Reyes maintains the organizers have received approval for the event from a business on the property and “not the actual and legal property owner.”

But Olivera said, yes, they sought approval from a business at the property, but also called Cloverfield Property Management and said the company told them they were also OK with the event.

“Just go ahead and hold it,” he said about what the company told him, adding the company told him, “please don't let anything get out of hand.”

But that all changed after the January 31 event. Olivera said he was told by the company it was informed by the city it “was not happy with the event. I don't know what they said. I don't know what they told the owner.”

“It was a peaceful event,” Olivera said. “Nothing happened.”

While Reyes maintains organizers of the event didn't meet the requirements for the application to be approved for the event to be held, Olivera said he did, including providing masks for all those who attend and sanitizers. “I can't force people to put the masks on,” he said.

But Olivera said if the city had come to him calling for such a requirement for everyone at the event to wear a mask, he would have worked with the city.

Olivera said there's never been an issue with the event. “Everybody's hanging out, eating donuts, drinking coffee,” he said.

He added there are those who have come from places like Bakersfield to the event and they end up purchasing food from local restaurants. “That's money for the restaurants that are struggling, trying to make ends meat,” Olivera said.

Organizers of the event have posted on their Facebook page that the city needs to care more for its businesses and also needs a City Council that cares for its businesses. Reyes said that assertion was unfair.

Reyes said the city has been working with the city's existing business trying to provide as much support to them as they can, with such actions as helping restaurants to offer outdoor dining. He added even one business has been added to the Porterville Plaza.


Porterville Chamber of Commerce CEO Jessica Brackeen said the chamber is ready to approach the City Council with its plan to provide Pop-Up Drive-In Movies at the Porterville Plaza.

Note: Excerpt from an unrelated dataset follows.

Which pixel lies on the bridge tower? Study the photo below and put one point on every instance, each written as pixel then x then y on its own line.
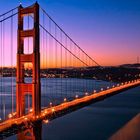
pixel 23 88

She said the screen for Pop-Up Drive In Movies the chamber has acquired should arrive in the next couple of weeks.

She said the chamber will partner with Galaxy 9 Theatre at the site in which Galaxy will furnish snacks for the event. She said all COVID-19 safety protocols will be followed during the event.

Brackeen said all the volunteers, including help from local high schools students, are in place for Pop-Up Drive-In Movies to be held. “We have a plan,” Brackeen said. “We're just hoping it could be approved.”

The Chamber held a trunk n treat event at the Porterville Plaza last Halloween in conjunction with Galaxy. As far as the chamber applying to hold Pop-Up Drive-In movies at the site, Reyes said “it would be a similar process” as the one in which the trunk n treat event was approved by the city.

“It's not impossible to hold an event,” at the site, Reyes said. “It just has to meet certain requirements.”

Reyes noted in its trunk n treat event, the Chamber worked with law enforcement and it was a drive-thru event in which no one was allowed to leave their vehicles. He added the idea of the event was to hold something so there would be less children trick or treating.